Many significant applications require aggregation of data to drive algorithms, including traffic monitoring (and eventually autonomous vehicles); insurance and lending products serving previously excluded or overcharged customer groups; diagnosis and drug dosing in health care; and demand forecasting for economic modeling. Collective action problems can prevent constructive developments even when rights in data are well defined. DAOs will gradually find market opportunities, from patronage of independent artists to mortgage securitization.
The big data aggregators won’t go away. They will participate in the decentralized data economy because it provides benefits for them as well, cutting down on fraud and reinforcing user trust, which is in increasingly scarce supply. Over time, those who provide benefits of personalization and targeting will more and more be expected to pay for it. A wide range of brokering and filtering providers will offer users a choice of analytics, some embedded in applications or devices and some providing services virtually in the cloud. Governments will focus on making data available and defining policy objectives for services that take advantage of the flow of information. Data will be treated not as property but as a renewable resource, with the competition for economic value in the applications built on top of it.

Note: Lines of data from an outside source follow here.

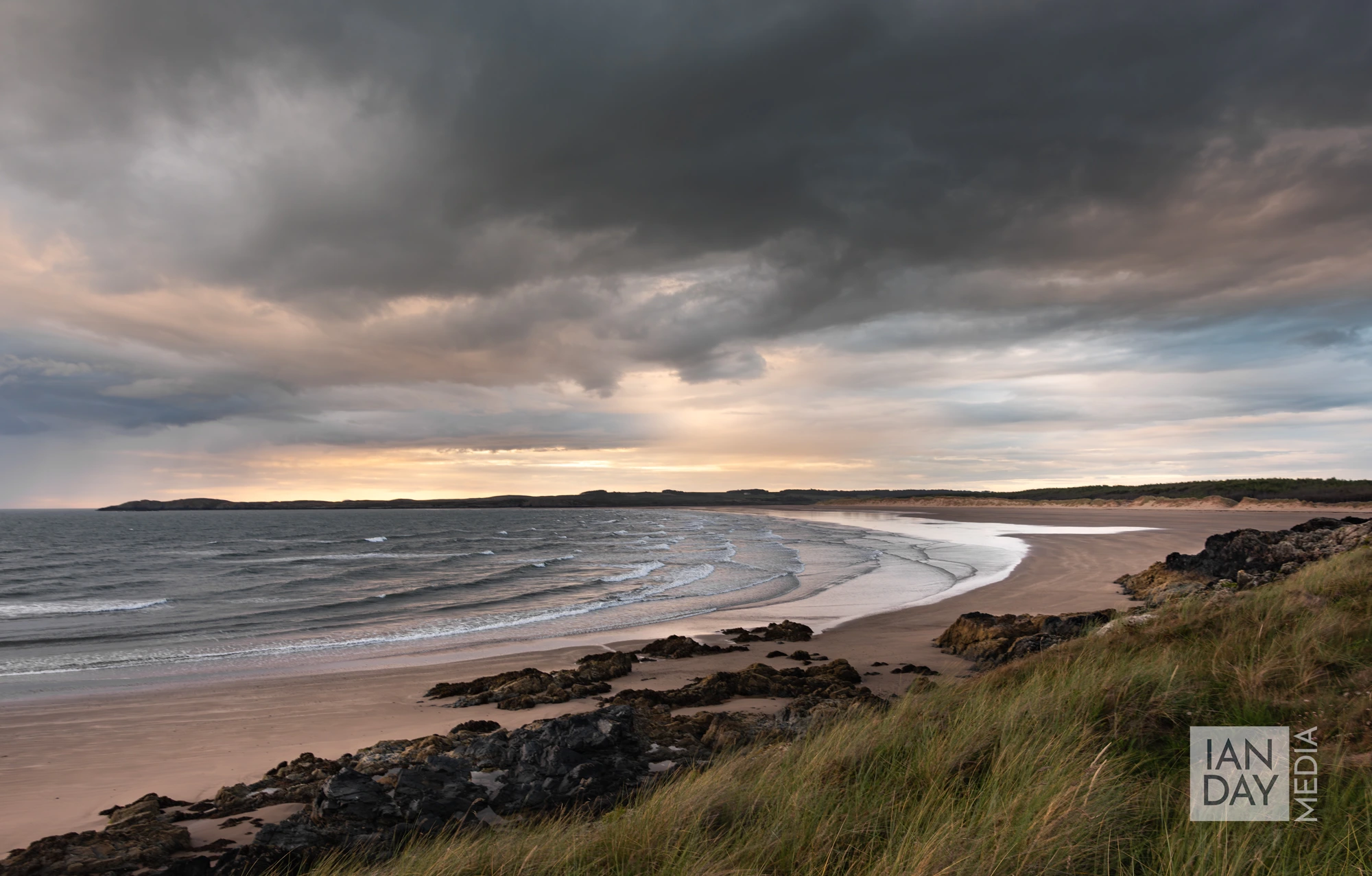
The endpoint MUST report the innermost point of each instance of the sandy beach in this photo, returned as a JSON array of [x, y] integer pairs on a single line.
[[67, 758]]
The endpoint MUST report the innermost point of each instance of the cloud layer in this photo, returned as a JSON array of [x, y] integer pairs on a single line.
[[890, 235]]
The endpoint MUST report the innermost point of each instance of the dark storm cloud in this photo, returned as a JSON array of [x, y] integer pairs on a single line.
[[796, 165]]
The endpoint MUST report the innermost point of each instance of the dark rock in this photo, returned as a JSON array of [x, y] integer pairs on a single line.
[[991, 640], [113, 850], [913, 669], [680, 647], [1246, 558], [835, 680], [477, 726], [530, 687], [787, 630]]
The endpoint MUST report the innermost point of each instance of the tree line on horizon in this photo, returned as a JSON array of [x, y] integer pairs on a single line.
[[1301, 489]]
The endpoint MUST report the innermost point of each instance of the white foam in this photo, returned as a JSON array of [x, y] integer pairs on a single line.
[[637, 571], [39, 610], [961, 558]]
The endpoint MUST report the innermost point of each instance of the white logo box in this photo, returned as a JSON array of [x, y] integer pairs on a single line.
[[1241, 773]]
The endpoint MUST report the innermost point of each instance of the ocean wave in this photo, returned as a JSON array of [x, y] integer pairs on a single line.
[[40, 610], [637, 571], [370, 555]]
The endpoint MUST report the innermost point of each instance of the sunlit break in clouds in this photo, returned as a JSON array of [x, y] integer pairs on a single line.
[[335, 250]]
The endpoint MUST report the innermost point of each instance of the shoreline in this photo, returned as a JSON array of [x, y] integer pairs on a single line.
[[71, 757]]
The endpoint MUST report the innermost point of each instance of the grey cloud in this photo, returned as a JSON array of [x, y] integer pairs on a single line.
[[802, 165]]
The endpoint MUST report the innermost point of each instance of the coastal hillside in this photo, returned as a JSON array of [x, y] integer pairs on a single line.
[[1069, 761], [1267, 492]]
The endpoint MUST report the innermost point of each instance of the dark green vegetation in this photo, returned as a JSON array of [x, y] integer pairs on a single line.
[[1071, 761], [1307, 489]]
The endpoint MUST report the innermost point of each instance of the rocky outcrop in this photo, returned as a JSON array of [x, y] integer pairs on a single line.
[[991, 640], [836, 680], [530, 687], [1246, 558], [681, 647], [474, 776], [910, 669], [787, 630]]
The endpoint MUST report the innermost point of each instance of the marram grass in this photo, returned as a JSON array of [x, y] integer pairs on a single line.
[[1074, 761]]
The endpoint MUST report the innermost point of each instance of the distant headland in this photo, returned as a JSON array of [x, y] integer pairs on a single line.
[[1240, 495]]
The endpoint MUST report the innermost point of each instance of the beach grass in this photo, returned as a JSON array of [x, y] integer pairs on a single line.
[[1072, 761]]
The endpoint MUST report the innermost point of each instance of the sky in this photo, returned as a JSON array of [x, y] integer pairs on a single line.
[[366, 250]]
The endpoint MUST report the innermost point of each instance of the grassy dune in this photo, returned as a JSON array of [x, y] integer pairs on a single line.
[[1074, 761]]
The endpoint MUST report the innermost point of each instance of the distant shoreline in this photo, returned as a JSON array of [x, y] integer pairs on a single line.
[[751, 499]]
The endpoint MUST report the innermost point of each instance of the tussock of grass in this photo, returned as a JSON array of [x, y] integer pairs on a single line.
[[1074, 761]]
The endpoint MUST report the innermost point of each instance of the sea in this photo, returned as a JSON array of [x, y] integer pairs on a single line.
[[94, 600]]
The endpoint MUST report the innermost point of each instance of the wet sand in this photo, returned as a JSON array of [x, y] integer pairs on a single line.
[[64, 759]]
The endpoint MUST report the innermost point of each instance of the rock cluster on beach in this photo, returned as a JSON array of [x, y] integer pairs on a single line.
[[990, 640], [681, 647], [139, 838], [474, 776], [785, 630], [1246, 558], [530, 687], [836, 680]]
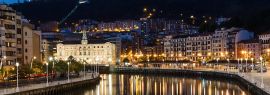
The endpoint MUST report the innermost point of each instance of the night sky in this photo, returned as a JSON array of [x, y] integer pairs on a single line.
[[9, 1]]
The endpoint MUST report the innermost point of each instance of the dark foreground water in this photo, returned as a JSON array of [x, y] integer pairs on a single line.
[[115, 84]]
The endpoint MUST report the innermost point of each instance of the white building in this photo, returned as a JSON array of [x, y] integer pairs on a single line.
[[101, 53], [221, 44], [16, 37], [265, 41]]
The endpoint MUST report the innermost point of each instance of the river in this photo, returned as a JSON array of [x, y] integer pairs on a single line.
[[120, 84]]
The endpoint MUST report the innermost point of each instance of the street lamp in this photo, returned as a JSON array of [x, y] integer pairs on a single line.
[[84, 69], [228, 65], [238, 64], [241, 64], [68, 71], [261, 64], [3, 58], [110, 61], [97, 59], [17, 65], [252, 63], [217, 61], [47, 74], [246, 64], [31, 65]]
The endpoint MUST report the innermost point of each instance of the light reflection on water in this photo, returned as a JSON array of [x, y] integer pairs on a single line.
[[115, 84]]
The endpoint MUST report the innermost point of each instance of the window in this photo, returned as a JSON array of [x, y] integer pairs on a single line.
[[19, 31], [19, 50], [19, 40], [25, 41], [10, 26], [10, 35]]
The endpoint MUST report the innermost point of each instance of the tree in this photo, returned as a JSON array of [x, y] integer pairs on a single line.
[[207, 27], [38, 67], [61, 66]]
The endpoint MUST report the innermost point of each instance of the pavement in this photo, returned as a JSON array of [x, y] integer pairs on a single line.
[[13, 90]]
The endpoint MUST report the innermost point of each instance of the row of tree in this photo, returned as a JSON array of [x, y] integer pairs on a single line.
[[56, 66]]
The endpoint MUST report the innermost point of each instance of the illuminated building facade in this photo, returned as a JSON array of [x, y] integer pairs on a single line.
[[98, 53]]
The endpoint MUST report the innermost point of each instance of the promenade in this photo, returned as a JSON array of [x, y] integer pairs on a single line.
[[260, 80], [12, 90]]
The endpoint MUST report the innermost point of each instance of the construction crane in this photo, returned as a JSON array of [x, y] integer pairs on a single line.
[[80, 2]]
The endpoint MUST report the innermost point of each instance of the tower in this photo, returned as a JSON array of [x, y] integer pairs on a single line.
[[84, 40]]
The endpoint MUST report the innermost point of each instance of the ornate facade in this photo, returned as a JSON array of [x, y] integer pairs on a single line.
[[98, 53]]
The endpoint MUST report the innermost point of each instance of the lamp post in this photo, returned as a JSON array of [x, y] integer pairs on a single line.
[[246, 65], [238, 65], [31, 65], [47, 74], [68, 71], [217, 61], [97, 59], [3, 58], [241, 64], [84, 70], [261, 64], [17, 88], [228, 65], [52, 60], [252, 64]]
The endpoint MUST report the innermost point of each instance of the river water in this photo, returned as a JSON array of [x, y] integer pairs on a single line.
[[120, 84]]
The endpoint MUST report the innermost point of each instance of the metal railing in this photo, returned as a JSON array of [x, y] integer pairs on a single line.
[[50, 84]]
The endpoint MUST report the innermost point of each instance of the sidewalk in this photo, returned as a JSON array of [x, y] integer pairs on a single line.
[[43, 85]]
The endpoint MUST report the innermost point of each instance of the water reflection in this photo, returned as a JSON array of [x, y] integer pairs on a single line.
[[114, 84]]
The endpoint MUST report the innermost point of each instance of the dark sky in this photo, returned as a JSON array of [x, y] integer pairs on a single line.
[[9, 1]]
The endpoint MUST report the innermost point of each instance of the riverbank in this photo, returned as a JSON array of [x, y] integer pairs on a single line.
[[55, 87], [240, 79]]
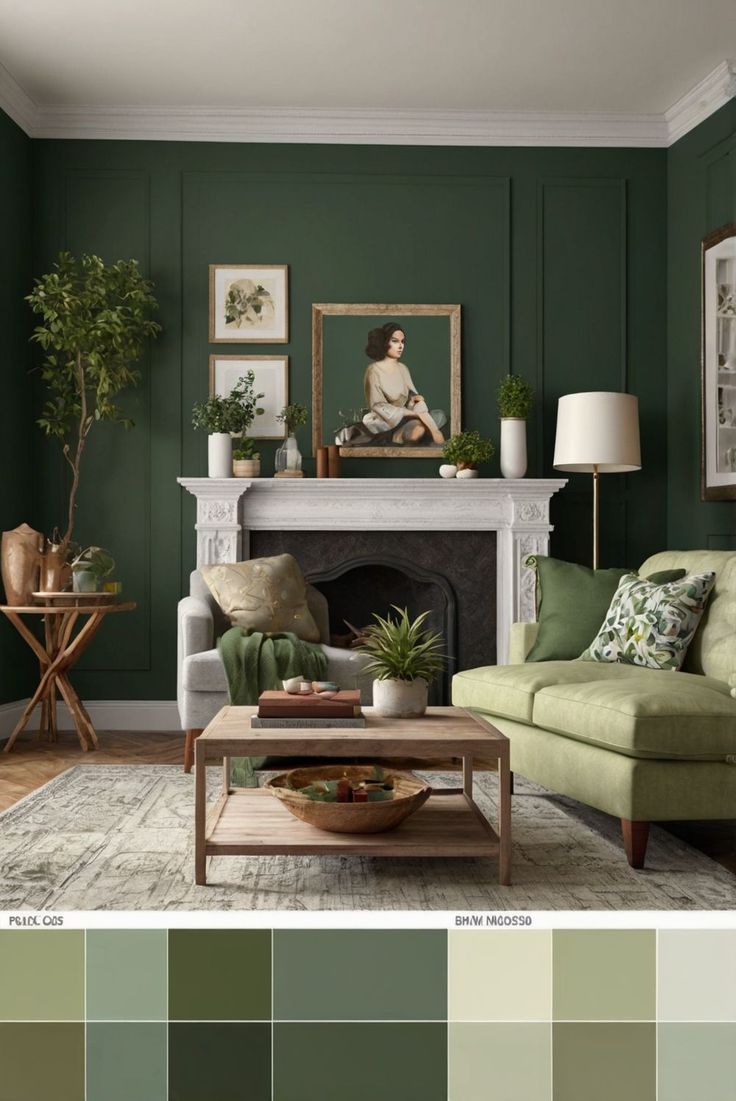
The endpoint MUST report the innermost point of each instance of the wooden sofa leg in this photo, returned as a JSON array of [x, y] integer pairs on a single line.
[[636, 836], [188, 748]]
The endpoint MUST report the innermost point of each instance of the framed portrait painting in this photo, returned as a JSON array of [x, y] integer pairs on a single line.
[[271, 379], [248, 304], [718, 364], [386, 379]]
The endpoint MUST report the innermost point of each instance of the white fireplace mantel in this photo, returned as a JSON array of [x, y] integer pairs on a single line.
[[518, 510]]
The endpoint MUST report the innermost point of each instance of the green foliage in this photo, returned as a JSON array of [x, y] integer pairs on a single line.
[[515, 396], [235, 413], [293, 415], [468, 449], [401, 649]]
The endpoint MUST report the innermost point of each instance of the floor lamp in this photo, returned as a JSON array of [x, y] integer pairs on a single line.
[[598, 434]]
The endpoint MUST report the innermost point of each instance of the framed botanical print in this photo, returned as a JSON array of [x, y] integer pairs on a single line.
[[271, 380], [248, 304], [718, 364], [386, 379]]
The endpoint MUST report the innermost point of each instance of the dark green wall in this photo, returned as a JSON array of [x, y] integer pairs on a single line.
[[15, 407], [558, 258], [702, 196]]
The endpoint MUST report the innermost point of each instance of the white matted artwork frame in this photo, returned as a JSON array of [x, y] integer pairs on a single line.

The most powerful benefit of open data built on blockchain-based decentralised control is that it will allow for new applications we can’t yet envision. If startups can take advantage of the power of data aggregation that today is limited to large incumbents, they are bound to build innovations those incumbents miss.
The surveillance economy took hold because few appreciated what was happening with their data until it was too late. And the cold reality is that few will accept significantly worse functionality or user experience in return for better privacy. That is why the blockchain-powered revolution will make its way up from infrastructural foundations of digital identity and hardware, rather than down from novel user-facing applications.
This vision is far from certain to be realized. Business decisions and government policies could make blockchain-based data decentralization more or less likely. The greatest reason for optimism is that the problem blockchain addresses – gaining trust without giving up control – is becoming ever more critical. The world runs on trust. Blockchain offers hope for recasting trust in the networked digital era.